The next assignment of error is in entering the judgment without giving the appellant an opportunity to be heard in his own defense. It must be kept in mind that the appellant was guilty of contempt in the view and presence of the court, and that, in such cases, the statute, Rem. Code, § 1051, provides for summary punishment; By inflicting summary punishment, no constitutional right of the appellant was invaded. Upon this question, in Ex parte Terry, supra, the Federal Supreme Court, at page 313, used this language:
“We have seen that it is a settled doctrine in the jurisprudence both of England and of this country, never supposed to be in conflict with the liberty of the citizen, that for direct contempts committed in the face of the court, at least one of superior jurisdiction, the offender may, in its discretion, be instantly apprehended and immediately imprisoned, without trial or issue, and without other proof than its actual knowledge of what occurred; and that, according to an unbroken chain of authorities, reaching back to the earliest times, such power, although arbitrary in its nature and liable to abuse, is absolutely essential to the protection of the courts in the discharge of their functions. Without it, judicial tribunals would bé at the mercy of the disorderly and violent, who respect neither the laws enacted for the vindication of public *186and private rights, nor the officers charged with the duty of administering them. To say, in case of a contempt such as is recited in the order below, that the offender was accused, tried, adjudged to be guilty and imprisoned, without previous notice of the accusation against him and without an opportunity to be heard, is nothing more than an argument or protest against investing any court, however exalted, or however extensive its general jurisdiction, with the power of proceeding summarily, without further proof or trial, for direct contempts committed in its presence.”
Cases which deal with a contempt not committed in the view and presence of the court are not in point when the defendant is charged with a contempt in the presence of the court. State v. Nicoll, 40 Wash. 517, 82 Pac. 895, and McClatchy v. Superior Court of County of Sacramento, 119 Cal. 413, 51 Pac. 696, 39 L. R. A. 691, are both cases where the contempt was not committed in ihe presence of the court. Therefore, what is said in those decisions is not relevant to the facts in this case.

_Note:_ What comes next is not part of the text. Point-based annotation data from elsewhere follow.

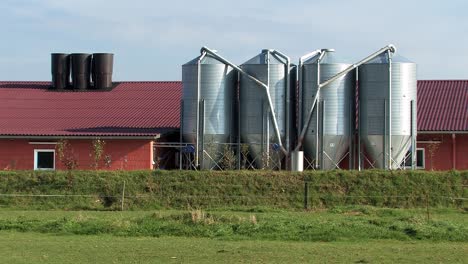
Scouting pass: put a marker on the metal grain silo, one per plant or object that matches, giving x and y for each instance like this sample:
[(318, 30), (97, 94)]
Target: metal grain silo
[(256, 124), (387, 98), (332, 125), (208, 89)]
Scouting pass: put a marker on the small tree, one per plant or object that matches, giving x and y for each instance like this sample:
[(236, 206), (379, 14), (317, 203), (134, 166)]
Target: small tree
[(228, 161), (66, 154), (97, 151), (67, 158)]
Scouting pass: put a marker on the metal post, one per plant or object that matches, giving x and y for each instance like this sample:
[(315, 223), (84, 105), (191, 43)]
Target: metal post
[(181, 132), (384, 156), (413, 137), (317, 136), (351, 133), (202, 136), (203, 54), (390, 163), (239, 149), (359, 135), (322, 128), (271, 108)]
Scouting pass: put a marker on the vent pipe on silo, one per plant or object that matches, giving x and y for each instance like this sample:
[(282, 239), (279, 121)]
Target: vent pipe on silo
[(102, 68), (81, 66), (60, 67)]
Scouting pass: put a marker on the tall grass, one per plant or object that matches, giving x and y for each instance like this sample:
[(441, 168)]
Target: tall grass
[(102, 190)]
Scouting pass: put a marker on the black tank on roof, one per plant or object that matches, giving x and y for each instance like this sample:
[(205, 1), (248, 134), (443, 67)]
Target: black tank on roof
[(102, 70), (60, 67), (81, 68)]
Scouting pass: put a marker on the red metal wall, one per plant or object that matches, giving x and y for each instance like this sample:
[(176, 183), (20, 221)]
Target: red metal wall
[(450, 153), (124, 154)]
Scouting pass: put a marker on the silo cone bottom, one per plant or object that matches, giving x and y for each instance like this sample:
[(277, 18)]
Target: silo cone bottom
[(297, 161)]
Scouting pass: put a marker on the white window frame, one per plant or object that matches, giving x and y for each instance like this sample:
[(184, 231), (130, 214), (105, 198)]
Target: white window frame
[(36, 151)]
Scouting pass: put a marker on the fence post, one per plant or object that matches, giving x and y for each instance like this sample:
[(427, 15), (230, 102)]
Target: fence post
[(123, 197)]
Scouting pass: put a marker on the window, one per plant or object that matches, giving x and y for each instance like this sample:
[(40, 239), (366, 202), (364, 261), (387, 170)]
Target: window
[(44, 159), (420, 155)]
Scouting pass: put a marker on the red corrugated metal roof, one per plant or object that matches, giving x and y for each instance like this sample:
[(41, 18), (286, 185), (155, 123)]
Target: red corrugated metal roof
[(150, 108), (130, 109), (443, 105)]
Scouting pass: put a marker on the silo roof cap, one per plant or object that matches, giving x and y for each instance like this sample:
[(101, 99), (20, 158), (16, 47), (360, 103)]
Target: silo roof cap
[(208, 59), (330, 57), (261, 59), (383, 58)]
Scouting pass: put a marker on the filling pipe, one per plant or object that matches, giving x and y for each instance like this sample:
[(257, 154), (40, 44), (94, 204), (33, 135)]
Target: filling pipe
[(264, 86), (390, 48), (288, 94), (299, 71), (390, 162), (197, 138)]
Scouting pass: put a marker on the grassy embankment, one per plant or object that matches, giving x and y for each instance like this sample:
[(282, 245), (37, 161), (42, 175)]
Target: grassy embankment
[(144, 190)]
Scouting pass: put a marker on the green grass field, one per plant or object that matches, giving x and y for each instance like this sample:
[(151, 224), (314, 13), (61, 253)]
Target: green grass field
[(18, 247), (358, 234)]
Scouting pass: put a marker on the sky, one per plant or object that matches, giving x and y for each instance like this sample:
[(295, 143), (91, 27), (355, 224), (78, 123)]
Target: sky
[(151, 39)]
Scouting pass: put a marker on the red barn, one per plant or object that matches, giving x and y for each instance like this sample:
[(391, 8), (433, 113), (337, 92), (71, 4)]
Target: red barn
[(134, 115), (443, 124), (128, 119)]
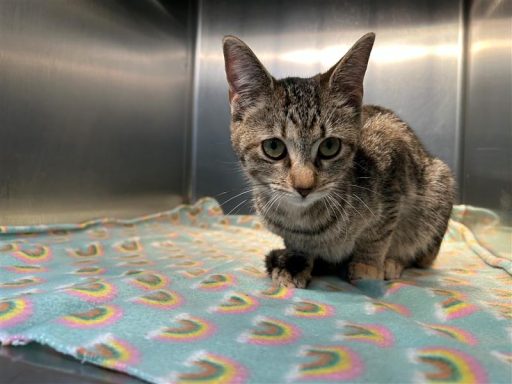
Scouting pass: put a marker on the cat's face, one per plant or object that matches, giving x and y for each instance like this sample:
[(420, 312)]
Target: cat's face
[(295, 137)]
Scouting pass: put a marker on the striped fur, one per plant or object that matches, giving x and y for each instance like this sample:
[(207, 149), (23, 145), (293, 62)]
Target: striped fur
[(382, 204)]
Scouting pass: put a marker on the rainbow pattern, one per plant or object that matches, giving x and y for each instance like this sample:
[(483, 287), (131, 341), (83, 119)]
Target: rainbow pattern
[(311, 309), (217, 282), (110, 352), (455, 308), (190, 329), (94, 292), (26, 268), (90, 270), (131, 245), (213, 368), (270, 331), (22, 283), (98, 233), (380, 306), (93, 318), (193, 273), (453, 332), (506, 357), (14, 312), (394, 286), (236, 303), (378, 335), (450, 365), (163, 299), (150, 281), (334, 363), (34, 255), (91, 250), (253, 271), (9, 247), (277, 292)]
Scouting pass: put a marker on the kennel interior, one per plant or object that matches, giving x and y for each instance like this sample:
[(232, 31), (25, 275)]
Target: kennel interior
[(119, 109)]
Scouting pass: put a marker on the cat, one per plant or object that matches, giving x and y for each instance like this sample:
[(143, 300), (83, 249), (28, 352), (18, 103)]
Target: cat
[(339, 181)]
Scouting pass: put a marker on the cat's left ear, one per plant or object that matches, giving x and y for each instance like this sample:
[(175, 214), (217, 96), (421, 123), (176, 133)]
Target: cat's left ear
[(345, 79), (247, 77)]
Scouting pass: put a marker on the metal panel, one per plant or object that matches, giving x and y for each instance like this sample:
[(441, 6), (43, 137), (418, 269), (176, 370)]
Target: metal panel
[(94, 107), (414, 68), (488, 134)]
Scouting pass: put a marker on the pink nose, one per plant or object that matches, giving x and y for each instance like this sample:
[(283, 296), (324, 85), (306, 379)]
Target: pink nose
[(304, 191)]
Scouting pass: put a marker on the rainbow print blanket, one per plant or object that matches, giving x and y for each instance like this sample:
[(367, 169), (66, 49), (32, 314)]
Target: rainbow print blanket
[(181, 297)]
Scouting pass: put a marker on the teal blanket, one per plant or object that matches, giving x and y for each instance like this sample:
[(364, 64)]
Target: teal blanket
[(182, 297)]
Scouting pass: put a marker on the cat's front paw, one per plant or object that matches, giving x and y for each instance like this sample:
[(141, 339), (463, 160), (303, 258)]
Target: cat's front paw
[(289, 269), (362, 271)]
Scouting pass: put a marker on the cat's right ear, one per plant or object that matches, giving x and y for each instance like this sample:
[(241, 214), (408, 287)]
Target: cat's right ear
[(247, 77)]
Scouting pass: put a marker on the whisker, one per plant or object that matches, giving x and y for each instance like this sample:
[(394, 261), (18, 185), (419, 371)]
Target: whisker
[(238, 205)]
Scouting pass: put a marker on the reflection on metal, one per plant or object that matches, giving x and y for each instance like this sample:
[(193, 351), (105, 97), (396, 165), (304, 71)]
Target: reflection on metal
[(414, 68), (488, 130), (95, 96), (94, 107)]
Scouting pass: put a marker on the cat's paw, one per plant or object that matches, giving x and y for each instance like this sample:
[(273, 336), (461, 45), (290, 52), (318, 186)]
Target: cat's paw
[(392, 269), (361, 271), (289, 269)]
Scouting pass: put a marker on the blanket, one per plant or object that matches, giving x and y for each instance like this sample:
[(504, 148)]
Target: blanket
[(182, 297)]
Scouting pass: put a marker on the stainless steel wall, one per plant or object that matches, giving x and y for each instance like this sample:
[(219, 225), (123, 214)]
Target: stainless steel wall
[(488, 135), (94, 107), (415, 69)]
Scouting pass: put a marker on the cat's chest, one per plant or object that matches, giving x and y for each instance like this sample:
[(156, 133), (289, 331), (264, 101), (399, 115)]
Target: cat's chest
[(334, 244)]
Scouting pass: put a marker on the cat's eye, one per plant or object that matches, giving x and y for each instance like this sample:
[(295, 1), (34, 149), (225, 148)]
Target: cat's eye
[(274, 148), (329, 148)]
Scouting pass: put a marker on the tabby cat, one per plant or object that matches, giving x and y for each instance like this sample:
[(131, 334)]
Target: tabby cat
[(341, 182)]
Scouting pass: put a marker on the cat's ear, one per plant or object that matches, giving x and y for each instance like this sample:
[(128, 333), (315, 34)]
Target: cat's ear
[(345, 79), (247, 77)]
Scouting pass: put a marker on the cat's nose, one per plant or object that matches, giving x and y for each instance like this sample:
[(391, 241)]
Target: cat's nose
[(304, 191)]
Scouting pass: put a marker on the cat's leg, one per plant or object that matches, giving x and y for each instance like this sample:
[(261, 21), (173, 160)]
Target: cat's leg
[(289, 268), (393, 268), (368, 261)]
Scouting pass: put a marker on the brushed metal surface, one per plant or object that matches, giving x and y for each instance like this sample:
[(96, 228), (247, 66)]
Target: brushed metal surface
[(488, 134), (414, 69), (94, 107)]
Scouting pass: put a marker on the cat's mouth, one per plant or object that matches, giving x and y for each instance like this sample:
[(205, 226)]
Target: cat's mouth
[(297, 200)]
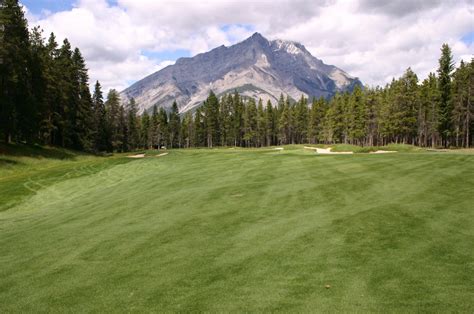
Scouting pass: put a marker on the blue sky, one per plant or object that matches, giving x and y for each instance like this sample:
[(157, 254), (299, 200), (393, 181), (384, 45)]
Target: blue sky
[(469, 37), (38, 6), (126, 40)]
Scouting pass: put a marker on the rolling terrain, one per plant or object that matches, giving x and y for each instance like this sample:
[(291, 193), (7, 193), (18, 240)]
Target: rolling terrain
[(235, 230)]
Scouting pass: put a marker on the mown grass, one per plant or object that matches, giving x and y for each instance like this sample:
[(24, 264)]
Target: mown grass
[(238, 230)]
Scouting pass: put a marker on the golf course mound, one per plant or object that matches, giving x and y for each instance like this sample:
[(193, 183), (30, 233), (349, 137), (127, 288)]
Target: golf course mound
[(232, 230)]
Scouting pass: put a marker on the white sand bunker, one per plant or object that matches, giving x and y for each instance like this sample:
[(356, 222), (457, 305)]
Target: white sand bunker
[(384, 152), (137, 156), (328, 151)]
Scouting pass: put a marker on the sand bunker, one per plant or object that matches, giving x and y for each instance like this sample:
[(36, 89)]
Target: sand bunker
[(137, 156), (383, 152), (328, 151)]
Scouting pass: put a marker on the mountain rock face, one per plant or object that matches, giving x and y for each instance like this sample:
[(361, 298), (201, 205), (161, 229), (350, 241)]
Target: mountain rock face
[(255, 67)]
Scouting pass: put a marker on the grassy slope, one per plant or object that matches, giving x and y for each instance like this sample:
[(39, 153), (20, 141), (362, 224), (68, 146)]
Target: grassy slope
[(232, 230)]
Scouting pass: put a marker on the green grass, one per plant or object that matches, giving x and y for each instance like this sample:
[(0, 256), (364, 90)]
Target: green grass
[(238, 230)]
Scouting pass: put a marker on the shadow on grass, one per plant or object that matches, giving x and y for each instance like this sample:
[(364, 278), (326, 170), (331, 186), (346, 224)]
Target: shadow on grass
[(34, 151)]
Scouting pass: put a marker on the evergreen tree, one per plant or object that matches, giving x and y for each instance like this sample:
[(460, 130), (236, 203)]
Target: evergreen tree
[(163, 127), (112, 108), (101, 132), (133, 125), (237, 119), (145, 126), (16, 111), (212, 120), (250, 123), (83, 124), (270, 125)]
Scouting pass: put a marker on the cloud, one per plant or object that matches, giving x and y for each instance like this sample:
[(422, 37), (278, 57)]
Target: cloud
[(374, 40)]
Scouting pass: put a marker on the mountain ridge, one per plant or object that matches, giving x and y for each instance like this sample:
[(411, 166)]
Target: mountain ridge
[(271, 67)]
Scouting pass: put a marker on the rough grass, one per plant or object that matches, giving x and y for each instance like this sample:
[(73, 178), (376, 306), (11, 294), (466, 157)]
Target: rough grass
[(238, 230)]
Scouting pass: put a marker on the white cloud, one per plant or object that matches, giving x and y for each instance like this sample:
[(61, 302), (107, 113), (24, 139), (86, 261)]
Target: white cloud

The last assignment of error is that the punishment inflicted is excessive and unreasonable. In this proceeding, the appellant could not be called upon to answer for the publication of the pamphlet, because this did not occur in the presence of the court; neither could he be called upon to answer for its circulation not in the presence of the court. The only contumacious conduct for which the appellant could, in this proceeding, be punished was his conduct in the court room on April 3d, while the court was in session, and this consisted in the circulation of the' pamphlet, and repeated interruptions of the court, when the appellant had no business to call to the court’s attention. But, in determining what would be a proper punishment, sight must not be lost of the fact that the appellant’s conduct was deliberate. It is not one of those cases where an attorney, in the heat and excitement of a trial, may so far forget himself as to overstep the bounds of propriety, and transgress proper judicial decorum.

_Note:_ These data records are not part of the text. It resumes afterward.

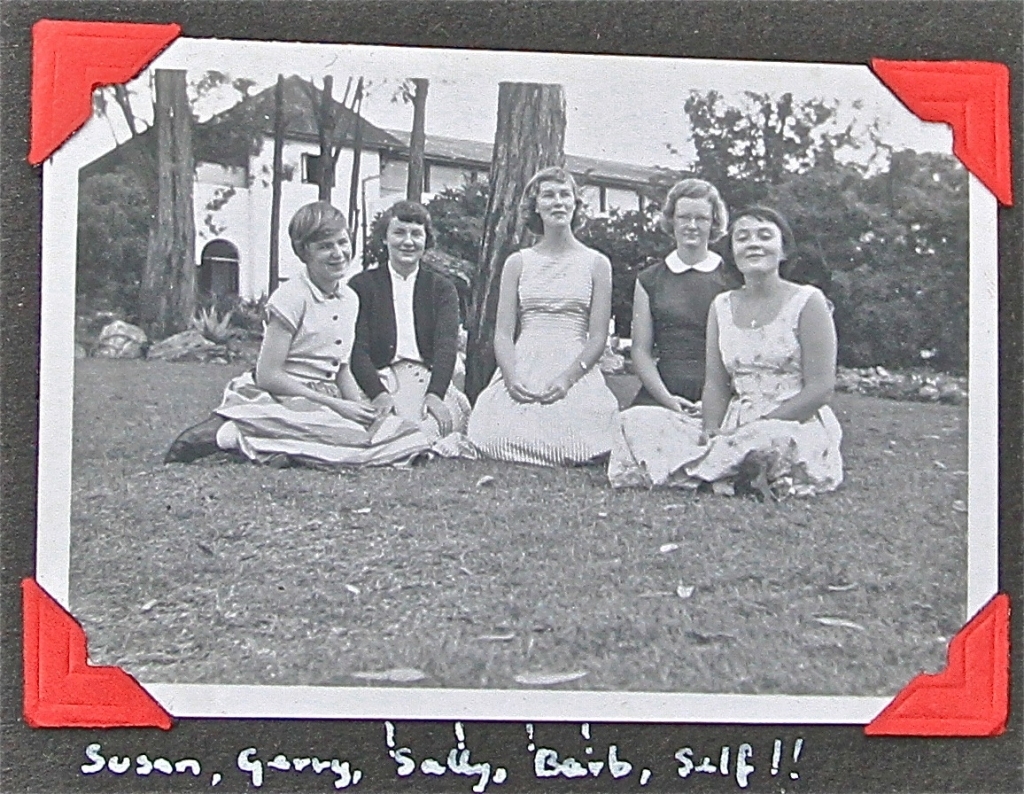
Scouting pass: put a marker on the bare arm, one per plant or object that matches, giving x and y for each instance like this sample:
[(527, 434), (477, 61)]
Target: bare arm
[(600, 316), (505, 322), (508, 310), (718, 384), (597, 333), (270, 374), (817, 354)]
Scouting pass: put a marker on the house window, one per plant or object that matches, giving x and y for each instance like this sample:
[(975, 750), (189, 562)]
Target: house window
[(394, 176), (310, 168), (218, 268)]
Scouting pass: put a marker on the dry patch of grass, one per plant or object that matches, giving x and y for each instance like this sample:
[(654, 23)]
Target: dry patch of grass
[(229, 573)]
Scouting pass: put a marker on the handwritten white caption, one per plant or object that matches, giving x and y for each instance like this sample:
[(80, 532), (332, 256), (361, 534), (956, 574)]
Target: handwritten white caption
[(548, 762)]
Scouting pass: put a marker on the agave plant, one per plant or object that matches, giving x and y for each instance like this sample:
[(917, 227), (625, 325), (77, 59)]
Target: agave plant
[(213, 327)]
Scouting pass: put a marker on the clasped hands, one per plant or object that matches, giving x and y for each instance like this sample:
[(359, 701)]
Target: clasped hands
[(433, 406), (552, 392)]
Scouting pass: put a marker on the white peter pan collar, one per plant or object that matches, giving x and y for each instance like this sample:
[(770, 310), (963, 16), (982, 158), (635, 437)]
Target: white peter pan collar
[(707, 264)]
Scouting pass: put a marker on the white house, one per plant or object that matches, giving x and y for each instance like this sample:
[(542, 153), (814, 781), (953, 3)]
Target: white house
[(233, 165)]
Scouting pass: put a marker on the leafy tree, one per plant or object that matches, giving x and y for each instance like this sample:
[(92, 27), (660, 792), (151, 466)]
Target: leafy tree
[(745, 148), (891, 251), (631, 240), (113, 232), (458, 216)]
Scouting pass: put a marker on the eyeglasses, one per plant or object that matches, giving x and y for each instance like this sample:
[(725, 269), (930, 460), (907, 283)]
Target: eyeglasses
[(698, 219)]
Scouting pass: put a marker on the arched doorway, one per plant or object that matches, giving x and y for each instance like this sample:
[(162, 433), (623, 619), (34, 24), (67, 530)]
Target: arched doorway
[(218, 269)]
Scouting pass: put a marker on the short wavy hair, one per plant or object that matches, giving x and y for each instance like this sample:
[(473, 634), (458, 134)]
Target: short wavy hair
[(527, 205), (407, 212), (768, 215), (314, 222), (695, 189)]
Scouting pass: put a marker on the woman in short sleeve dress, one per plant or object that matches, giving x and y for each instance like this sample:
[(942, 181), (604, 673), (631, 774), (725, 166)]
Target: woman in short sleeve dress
[(301, 405)]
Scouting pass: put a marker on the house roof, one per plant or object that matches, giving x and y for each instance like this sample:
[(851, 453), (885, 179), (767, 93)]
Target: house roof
[(299, 97), (477, 154), (226, 137)]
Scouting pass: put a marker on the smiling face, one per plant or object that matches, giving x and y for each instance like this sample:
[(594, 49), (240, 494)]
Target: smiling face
[(757, 246), (555, 204), (327, 259), (406, 243), (691, 223)]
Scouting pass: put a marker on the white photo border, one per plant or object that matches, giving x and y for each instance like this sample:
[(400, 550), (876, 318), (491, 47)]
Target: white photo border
[(53, 533)]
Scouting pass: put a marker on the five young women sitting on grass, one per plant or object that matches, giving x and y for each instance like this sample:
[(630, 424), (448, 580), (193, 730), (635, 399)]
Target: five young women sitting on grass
[(735, 382)]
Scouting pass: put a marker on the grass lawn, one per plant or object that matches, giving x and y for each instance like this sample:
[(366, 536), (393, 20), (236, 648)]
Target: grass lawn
[(228, 573)]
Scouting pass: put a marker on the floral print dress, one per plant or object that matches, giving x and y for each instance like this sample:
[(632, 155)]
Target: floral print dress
[(658, 447)]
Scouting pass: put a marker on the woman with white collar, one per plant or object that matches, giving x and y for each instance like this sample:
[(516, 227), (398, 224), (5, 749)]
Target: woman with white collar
[(671, 301)]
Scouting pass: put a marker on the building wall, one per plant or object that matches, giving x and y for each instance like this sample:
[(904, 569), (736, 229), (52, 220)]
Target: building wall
[(242, 215), (235, 206)]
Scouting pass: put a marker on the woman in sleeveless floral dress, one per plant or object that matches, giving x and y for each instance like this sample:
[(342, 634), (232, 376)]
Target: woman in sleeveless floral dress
[(547, 403), (766, 423)]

*187In our opinion, the appellant’s conduct merits a fine of one hundred dollars, and imprisonment in the county jail for a period of twenty-four hours’ time.
The cause will be remanded, with direction to the superior court to modify the judgment by inserting therein the sum of one hundred dollars, instead of three hundred dollars, as specified in the order, and by inserting in the order twenty-four hours in the county jail of Lewis county, Washington, instead of ninety days.
Morris, C. J., Chadwick, Parker, and Ellis, JJ., concur.